Online ACLS, BLS, and PALS Certification for Sacramento Medical Professionals
Sacramento County had a higher occurrence of asthma than the State of California average, based on the Based on the 2001, 2003, 2007 and 2009 California Health Interview Survey (CHIS). Multi-race individuals (23.9 percent) had the highest prevalence of asthma, followed by Caucasians (18 percent) and then African Americans (12 percent). The age group with the highest frequency of asthma in Sacramento County was residents between the ages of 18 – 24 years old at 23.9 percent.
In 2009, Sacramento County’s rate of diabetes was lower than the state’s average. The 65 and over age group had the highest occurrence of diabetes by far than any other age group.
From 2007 to 2009, 12.8 percent of children between the ages of 2-11 years old were considered overweight while 5.7 percent of children between 12 – 17 years old were also overweight. Approximately one in three adult residents were overweight and one in four were obese in Sacramento County in 2009.

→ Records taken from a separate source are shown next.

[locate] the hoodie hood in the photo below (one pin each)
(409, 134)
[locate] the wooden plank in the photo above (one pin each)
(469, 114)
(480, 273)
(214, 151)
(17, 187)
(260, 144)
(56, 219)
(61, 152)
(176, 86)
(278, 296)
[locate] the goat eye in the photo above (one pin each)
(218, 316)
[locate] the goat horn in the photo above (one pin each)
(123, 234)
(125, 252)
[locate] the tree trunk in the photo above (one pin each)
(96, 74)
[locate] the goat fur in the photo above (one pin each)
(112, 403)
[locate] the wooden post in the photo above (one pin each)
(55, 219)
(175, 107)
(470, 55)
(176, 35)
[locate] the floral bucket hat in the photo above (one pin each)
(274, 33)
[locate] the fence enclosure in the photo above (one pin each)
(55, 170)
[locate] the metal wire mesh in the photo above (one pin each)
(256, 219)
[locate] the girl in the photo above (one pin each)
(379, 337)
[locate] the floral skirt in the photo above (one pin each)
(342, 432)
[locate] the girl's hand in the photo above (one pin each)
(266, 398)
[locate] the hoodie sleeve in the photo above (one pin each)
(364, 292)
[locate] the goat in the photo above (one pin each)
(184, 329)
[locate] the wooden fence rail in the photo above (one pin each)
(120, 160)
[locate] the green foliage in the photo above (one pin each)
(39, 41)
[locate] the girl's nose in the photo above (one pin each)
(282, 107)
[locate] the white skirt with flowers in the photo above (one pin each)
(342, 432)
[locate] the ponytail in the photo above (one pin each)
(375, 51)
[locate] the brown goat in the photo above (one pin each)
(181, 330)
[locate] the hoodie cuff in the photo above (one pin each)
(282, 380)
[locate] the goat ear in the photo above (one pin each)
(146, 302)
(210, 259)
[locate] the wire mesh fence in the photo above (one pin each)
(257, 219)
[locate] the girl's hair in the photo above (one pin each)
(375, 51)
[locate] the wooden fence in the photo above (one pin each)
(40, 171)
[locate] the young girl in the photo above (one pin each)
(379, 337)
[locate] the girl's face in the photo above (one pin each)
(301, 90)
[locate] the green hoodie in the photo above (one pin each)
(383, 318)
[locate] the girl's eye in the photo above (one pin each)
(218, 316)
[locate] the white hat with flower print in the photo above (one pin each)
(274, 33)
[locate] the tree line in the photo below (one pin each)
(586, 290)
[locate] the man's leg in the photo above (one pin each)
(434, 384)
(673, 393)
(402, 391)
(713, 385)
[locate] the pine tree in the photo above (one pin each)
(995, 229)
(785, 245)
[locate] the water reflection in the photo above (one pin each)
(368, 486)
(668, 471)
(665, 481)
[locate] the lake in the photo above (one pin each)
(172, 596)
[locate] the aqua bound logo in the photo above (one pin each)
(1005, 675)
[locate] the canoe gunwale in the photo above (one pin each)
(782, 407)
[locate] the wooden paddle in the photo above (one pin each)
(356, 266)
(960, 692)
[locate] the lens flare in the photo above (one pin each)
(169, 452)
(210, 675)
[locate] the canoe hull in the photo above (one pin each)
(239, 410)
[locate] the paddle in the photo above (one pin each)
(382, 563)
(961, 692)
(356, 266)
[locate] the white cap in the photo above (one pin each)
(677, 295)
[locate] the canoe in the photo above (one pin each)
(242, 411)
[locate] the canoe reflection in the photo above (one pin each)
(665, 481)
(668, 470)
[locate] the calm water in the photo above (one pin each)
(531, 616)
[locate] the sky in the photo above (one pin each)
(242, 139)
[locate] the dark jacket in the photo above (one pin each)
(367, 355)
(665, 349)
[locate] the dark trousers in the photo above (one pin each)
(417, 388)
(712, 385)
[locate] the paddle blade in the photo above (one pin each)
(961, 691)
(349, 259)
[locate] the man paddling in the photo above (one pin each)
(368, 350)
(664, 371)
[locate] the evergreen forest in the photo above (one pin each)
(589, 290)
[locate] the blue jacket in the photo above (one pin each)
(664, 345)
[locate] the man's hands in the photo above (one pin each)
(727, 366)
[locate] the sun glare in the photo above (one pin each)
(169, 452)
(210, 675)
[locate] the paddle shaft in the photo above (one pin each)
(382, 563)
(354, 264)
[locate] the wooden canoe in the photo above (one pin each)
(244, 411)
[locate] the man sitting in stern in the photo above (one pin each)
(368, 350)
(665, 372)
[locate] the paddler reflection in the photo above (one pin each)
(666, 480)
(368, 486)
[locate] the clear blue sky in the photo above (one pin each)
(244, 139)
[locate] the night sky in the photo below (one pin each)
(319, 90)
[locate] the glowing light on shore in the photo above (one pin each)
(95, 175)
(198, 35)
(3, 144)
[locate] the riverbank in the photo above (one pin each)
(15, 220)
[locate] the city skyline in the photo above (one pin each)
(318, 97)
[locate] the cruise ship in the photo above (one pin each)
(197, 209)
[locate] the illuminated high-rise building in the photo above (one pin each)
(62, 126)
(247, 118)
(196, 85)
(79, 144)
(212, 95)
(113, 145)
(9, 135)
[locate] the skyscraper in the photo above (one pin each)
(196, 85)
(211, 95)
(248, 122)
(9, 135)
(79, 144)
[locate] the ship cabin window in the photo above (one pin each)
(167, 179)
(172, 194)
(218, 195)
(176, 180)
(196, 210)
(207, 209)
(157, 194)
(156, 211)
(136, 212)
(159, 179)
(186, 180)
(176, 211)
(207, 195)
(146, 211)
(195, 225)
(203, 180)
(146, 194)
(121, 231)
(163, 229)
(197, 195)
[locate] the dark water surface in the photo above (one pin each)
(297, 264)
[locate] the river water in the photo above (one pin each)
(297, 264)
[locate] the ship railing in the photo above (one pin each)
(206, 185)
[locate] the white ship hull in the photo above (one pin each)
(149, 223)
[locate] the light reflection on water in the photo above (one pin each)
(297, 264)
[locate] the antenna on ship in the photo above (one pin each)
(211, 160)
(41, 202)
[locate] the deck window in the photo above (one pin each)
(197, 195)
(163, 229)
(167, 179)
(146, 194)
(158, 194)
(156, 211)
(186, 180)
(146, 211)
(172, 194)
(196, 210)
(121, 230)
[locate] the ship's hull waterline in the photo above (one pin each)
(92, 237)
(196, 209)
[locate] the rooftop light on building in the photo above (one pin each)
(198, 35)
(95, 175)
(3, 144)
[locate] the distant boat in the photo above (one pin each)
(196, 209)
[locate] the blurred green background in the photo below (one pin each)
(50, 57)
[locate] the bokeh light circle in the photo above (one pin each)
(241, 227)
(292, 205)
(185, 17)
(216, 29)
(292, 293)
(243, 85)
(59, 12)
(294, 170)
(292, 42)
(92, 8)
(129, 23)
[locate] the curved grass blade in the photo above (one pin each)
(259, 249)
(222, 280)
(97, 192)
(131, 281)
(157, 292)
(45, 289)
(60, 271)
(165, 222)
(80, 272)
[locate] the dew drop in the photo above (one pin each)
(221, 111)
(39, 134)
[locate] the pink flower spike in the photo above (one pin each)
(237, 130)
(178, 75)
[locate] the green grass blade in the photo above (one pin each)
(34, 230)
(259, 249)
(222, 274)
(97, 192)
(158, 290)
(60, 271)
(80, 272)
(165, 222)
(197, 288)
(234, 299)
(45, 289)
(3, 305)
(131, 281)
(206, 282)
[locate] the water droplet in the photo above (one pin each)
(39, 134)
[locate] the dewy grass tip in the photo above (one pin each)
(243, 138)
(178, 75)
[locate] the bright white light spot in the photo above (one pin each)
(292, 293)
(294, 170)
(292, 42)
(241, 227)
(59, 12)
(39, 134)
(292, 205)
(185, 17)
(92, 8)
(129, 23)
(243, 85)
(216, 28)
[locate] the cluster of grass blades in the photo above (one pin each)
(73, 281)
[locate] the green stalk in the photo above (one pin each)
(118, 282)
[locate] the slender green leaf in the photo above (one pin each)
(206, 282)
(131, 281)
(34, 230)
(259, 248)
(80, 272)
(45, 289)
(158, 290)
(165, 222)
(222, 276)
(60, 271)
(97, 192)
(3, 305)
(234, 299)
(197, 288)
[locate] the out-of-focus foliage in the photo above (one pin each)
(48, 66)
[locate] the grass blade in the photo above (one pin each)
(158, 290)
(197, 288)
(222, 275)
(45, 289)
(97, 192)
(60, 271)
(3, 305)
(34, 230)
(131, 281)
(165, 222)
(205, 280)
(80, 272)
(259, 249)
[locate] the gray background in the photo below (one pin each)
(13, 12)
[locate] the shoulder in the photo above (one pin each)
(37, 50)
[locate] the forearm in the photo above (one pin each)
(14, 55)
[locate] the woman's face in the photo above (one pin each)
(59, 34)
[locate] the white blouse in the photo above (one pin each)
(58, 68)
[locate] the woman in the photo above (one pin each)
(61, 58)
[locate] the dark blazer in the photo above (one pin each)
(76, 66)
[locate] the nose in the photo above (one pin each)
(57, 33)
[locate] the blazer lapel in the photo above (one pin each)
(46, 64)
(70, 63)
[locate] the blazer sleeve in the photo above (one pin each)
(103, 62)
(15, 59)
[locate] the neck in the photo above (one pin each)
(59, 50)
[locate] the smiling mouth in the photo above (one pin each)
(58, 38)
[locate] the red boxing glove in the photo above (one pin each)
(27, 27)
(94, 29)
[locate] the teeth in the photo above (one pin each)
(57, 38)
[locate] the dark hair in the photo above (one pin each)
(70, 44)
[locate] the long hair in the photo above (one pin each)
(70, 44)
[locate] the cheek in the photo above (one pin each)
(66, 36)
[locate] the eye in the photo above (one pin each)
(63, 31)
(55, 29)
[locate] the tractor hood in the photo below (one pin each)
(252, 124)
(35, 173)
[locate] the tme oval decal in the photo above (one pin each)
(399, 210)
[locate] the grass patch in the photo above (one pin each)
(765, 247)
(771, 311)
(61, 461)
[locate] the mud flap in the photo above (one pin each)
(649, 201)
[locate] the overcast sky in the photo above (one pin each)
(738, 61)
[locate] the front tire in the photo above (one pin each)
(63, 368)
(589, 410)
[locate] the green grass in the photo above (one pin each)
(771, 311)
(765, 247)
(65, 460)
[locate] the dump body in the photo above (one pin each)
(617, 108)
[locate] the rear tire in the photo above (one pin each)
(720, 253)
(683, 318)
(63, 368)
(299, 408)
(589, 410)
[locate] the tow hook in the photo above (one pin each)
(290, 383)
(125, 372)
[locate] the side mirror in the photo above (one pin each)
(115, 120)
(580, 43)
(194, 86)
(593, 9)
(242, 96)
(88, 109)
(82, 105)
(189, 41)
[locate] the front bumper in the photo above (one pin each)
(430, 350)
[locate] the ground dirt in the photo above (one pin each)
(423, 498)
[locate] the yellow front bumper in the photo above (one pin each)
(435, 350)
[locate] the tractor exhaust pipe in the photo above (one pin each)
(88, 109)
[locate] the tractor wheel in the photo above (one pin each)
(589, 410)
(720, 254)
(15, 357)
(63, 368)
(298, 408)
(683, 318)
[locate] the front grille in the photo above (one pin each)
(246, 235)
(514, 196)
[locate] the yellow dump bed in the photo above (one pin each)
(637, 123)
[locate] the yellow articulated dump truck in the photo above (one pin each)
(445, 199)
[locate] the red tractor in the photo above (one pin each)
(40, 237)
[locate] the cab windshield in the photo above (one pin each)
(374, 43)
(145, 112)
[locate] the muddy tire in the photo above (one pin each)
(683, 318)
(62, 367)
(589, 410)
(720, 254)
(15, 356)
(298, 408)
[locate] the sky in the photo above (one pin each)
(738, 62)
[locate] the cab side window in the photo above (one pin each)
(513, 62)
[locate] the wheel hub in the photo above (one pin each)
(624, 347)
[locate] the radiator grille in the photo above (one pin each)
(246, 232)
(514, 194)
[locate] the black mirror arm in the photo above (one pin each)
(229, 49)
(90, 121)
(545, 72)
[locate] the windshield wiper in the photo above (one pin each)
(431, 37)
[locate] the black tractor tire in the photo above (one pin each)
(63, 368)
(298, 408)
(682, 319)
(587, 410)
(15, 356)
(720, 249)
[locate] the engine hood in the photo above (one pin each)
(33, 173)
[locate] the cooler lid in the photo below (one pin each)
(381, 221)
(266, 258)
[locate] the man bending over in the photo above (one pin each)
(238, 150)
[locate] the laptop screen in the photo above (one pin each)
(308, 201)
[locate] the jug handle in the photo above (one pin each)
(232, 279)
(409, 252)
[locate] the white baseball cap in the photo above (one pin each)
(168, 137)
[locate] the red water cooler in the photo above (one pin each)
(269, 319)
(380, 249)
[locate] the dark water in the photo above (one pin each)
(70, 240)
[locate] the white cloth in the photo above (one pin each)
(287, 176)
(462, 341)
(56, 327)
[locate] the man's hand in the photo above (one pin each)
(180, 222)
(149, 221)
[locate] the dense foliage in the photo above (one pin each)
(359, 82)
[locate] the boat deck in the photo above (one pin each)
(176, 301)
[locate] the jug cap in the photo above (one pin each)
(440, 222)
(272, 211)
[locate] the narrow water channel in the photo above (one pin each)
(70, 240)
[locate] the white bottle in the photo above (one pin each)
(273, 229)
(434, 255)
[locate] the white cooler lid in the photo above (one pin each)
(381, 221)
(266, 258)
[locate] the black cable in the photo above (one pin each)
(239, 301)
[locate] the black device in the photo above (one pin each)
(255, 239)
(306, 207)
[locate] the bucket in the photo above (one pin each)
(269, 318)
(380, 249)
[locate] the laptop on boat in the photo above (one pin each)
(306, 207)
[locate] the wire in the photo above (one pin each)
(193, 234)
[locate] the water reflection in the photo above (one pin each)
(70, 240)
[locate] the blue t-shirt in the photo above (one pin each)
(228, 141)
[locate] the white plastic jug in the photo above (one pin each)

Sacramento County had a higher frequency of heart disease than the California average (5.9 percent) at a rate of 6.4 percent. At least one out of four county residents had hypertension. And in 2010, cancer was the leading cause of death in Sacramento County, followed by heart disease, chronic lower respiratory disease (CLRD), and stroke. Diabetes was the eighth leading cause of death in the county. However, heart disease caused the greatest number of deaths for Caucasians and took the number two slot for all other racial and ethnic groups.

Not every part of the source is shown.